You will need to stealth camp at a certain point, no matter how backwoodsy you plan to be during your van life adventure.

Before you start stealth camping…

Stealth camping is illegal in many places due to problems with break-ins, too many stealth campers, and stigma against homeless people. 

No campervan is going to be 100% hidden. You would have to live literally in the back of a cargo van to not draw any attention to your vehicle, and even the very fact that you are living in it will draw attention to the van. 

Remember to balance comfort with stealth. Don’t pick a van that will obviously stand out but don’t skimp on safety and comfort options just to blend in. If you are going to make this your life, you will need to find something in between blending in and surviving comfortably.
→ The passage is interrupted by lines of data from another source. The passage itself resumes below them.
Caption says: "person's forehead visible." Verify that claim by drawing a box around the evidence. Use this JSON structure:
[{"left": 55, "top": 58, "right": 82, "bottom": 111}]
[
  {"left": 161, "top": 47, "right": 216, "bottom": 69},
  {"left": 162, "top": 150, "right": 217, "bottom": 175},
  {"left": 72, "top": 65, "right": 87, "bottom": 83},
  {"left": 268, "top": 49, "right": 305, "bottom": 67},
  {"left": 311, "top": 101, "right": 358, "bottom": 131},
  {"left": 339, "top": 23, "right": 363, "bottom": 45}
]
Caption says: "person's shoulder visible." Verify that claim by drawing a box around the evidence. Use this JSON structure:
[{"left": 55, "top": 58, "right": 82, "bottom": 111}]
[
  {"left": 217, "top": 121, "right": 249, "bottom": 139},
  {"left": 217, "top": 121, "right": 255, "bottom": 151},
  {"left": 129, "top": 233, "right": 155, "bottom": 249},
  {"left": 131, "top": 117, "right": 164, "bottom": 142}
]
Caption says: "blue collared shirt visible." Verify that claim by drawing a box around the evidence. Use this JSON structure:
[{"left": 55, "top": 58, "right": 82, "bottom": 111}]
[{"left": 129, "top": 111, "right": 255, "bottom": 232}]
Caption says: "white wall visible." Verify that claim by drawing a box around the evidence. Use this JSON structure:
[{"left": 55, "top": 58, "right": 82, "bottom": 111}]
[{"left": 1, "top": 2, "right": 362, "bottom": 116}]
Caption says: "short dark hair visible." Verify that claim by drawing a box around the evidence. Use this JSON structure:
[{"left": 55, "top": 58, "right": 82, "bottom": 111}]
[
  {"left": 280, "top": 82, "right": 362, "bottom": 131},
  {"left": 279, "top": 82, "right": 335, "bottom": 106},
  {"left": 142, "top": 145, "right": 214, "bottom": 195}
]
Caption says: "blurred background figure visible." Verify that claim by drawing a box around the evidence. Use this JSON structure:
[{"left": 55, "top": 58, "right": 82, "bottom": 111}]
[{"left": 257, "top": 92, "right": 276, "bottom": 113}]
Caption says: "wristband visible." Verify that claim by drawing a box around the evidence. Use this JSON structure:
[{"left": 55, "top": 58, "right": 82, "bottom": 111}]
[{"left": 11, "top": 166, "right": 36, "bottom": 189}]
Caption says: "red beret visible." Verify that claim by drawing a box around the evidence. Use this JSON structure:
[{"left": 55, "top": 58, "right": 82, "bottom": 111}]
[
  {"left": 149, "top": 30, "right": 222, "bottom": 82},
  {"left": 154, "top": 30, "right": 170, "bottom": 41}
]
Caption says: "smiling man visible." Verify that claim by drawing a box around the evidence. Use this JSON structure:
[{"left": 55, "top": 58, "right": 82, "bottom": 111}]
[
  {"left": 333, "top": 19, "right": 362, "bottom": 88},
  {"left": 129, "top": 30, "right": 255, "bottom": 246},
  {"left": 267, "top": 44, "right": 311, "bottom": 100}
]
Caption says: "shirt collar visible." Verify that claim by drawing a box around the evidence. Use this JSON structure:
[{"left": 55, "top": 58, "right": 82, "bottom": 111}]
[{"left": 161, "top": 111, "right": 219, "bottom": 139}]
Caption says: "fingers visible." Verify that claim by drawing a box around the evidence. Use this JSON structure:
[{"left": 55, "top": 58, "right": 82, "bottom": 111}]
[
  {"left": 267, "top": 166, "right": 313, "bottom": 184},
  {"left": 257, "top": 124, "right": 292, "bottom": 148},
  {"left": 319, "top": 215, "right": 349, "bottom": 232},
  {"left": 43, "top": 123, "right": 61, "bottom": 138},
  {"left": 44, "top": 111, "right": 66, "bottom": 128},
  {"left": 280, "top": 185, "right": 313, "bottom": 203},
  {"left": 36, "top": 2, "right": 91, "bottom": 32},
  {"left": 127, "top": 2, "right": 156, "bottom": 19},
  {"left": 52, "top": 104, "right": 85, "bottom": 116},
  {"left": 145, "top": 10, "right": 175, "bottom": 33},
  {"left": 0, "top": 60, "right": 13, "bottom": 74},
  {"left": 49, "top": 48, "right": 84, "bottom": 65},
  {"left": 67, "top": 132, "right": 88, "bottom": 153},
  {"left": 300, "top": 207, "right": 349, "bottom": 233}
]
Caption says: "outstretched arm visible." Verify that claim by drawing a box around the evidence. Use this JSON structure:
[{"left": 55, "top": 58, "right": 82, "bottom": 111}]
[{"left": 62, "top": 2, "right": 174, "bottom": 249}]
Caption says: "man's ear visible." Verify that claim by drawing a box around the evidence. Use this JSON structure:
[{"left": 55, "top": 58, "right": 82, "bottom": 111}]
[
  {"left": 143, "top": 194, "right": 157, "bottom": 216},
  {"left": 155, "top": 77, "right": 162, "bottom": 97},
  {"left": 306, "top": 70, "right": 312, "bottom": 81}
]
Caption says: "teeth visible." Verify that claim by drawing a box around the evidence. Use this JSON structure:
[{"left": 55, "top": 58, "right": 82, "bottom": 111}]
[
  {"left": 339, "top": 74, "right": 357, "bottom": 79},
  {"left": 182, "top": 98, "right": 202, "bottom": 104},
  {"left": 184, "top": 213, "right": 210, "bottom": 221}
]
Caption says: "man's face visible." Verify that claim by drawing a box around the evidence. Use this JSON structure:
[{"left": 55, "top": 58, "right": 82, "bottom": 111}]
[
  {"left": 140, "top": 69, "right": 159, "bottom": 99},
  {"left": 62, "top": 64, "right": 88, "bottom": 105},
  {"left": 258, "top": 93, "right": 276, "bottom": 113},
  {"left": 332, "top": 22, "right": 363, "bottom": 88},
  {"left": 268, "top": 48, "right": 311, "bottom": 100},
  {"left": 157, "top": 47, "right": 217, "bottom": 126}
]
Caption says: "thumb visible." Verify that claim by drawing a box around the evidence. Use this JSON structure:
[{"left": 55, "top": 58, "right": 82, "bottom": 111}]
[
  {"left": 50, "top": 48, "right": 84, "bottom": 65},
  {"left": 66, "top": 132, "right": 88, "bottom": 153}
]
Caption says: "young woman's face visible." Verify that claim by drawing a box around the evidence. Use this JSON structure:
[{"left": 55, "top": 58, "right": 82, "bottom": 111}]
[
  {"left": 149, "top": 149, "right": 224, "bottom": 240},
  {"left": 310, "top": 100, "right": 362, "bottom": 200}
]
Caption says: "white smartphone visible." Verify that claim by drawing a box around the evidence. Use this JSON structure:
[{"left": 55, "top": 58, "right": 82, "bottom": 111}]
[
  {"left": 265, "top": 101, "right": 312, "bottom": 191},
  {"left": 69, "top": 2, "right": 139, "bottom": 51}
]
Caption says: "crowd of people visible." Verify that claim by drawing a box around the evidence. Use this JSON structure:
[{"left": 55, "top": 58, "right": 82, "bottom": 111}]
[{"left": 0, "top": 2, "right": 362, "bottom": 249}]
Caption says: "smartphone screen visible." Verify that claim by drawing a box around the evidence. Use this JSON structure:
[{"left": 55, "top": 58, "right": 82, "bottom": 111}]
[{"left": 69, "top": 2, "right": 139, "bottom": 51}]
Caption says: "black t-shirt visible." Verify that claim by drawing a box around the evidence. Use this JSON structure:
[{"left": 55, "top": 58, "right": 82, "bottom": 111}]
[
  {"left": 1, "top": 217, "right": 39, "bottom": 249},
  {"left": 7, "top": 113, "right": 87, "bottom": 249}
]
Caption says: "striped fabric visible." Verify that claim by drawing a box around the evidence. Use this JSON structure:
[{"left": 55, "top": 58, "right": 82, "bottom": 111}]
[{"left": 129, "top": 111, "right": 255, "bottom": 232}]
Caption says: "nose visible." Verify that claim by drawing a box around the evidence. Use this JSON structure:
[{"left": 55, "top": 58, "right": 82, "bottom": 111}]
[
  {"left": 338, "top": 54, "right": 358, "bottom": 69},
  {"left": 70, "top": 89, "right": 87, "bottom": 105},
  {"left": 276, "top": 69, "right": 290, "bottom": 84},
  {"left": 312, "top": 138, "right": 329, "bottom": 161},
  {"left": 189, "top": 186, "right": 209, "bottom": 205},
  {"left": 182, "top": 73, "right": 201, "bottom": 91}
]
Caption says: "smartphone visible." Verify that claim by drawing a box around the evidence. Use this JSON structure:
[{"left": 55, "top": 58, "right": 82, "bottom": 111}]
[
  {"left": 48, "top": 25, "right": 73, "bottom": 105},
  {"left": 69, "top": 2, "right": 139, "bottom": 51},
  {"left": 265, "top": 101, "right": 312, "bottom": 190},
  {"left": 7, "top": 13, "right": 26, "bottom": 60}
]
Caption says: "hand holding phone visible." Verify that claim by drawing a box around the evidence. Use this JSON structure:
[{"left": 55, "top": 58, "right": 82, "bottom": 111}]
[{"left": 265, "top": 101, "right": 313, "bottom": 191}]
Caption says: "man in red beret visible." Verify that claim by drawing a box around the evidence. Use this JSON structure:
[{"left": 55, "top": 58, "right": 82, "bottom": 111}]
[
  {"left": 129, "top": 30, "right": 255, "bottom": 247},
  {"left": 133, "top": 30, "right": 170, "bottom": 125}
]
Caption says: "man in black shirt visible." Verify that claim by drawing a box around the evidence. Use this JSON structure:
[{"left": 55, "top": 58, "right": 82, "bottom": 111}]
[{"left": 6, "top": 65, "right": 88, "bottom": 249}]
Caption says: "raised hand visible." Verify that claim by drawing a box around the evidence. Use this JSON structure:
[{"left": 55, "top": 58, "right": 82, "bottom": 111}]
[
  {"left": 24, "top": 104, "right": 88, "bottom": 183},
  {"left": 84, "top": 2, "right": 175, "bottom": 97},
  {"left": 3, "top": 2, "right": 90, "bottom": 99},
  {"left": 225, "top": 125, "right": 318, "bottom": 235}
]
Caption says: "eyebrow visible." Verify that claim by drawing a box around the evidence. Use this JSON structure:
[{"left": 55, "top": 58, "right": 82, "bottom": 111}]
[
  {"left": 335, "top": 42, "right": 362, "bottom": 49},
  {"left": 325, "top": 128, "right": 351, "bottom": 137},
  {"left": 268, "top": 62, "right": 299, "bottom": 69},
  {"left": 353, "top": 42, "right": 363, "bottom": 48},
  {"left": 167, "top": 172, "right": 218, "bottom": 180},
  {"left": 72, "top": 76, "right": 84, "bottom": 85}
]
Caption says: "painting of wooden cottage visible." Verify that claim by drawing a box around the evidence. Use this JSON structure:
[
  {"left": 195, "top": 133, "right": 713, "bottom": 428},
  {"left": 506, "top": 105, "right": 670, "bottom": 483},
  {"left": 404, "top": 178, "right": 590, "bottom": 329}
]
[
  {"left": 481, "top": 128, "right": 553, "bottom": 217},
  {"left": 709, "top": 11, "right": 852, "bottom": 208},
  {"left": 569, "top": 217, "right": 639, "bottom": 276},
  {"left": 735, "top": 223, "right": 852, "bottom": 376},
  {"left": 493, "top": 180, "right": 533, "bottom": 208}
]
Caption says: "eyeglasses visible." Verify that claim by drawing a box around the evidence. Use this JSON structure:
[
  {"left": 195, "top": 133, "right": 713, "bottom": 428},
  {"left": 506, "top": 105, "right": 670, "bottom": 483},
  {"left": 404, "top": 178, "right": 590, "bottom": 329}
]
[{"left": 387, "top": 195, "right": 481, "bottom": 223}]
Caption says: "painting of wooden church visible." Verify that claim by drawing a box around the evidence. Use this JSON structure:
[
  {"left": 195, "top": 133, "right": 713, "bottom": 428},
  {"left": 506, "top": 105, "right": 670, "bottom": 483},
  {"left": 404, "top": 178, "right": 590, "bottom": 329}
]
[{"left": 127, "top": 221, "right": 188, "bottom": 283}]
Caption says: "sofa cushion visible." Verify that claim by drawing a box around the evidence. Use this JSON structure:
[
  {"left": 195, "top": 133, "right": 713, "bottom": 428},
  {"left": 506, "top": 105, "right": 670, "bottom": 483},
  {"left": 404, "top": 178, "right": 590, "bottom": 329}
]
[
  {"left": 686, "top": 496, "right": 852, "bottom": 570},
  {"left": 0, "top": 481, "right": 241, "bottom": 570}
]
For example, a low or regular roofed van may fit in better, but if you will be living out of your van long-term, or if you are tall, it may not be worth the discomfort of a lower ceiling.

Make sure to follow safety precautions when you are stealth camping. Don’t park in sketchy areas, don’t park in illegal or private places, and install customizations that add to your safety (like vent fans) even if they may draw attention to your van.

We do not recommend stealth camping when it is illegal in your urban area. There are often options in town where you can camp in your campervan without it being illegal. There are numerous resources where you can find free places to camp in your specific area, ultimately when in doubt, ask.

Best Stealth Campervans

Before buying a van, figure out if you will be doing mainly stealth camping. If you are, picking an inconspicuous van should be your top priority. If you are not, keep some of these tips in mind when choosing a van, but select the van that works best for the lifestyle, you’re aiming for.

Picking the right van for stealth camping is essential. Choose a van that you think will blend into your location. For example, Mercedes Sprinter vans and Ram Promaster are often used as cargo vehicles around cities, so it will not raise any red flags to see one parked outside. If you plan to stealth camp in the wilderness, picking deep green or camouflage tones can help you blend in. If you choose a smaller van for your conversion, you can fit into parking spots and not tower above other vehicles.

Here are some of our picks for the best camper van conversions for stealth camping. Our choices are focused on stealth, not necessarily comfort or best value, although we did keep this in mind.

Please note where you will be driving when you are choosing a stealth camping van. If you’re in a location with many Ram Promaster delivery vans, like the USA, this could be a great option. In a different country, a Ram Promaster could draw a lot of attention. 

VW T5/Crafter

This unassuming vehicle can be seen on the streets in the UK or Europe. Fitting comfortably into a parking spot is an excellent choice if you plan to stealth camp in the UK or Europe.

This German couple has an ideal stealth camper van set up with their VW. In Germany, it could be assumed this is just a cargo van from the outside.

This British family of five lives out of their VW T5. They have added a pop-up roof to their van, but it is still relatively inconspicuous.

This French family also lives out of a VW Crafter 4×4. The white colour blends in, and it is not overly showy.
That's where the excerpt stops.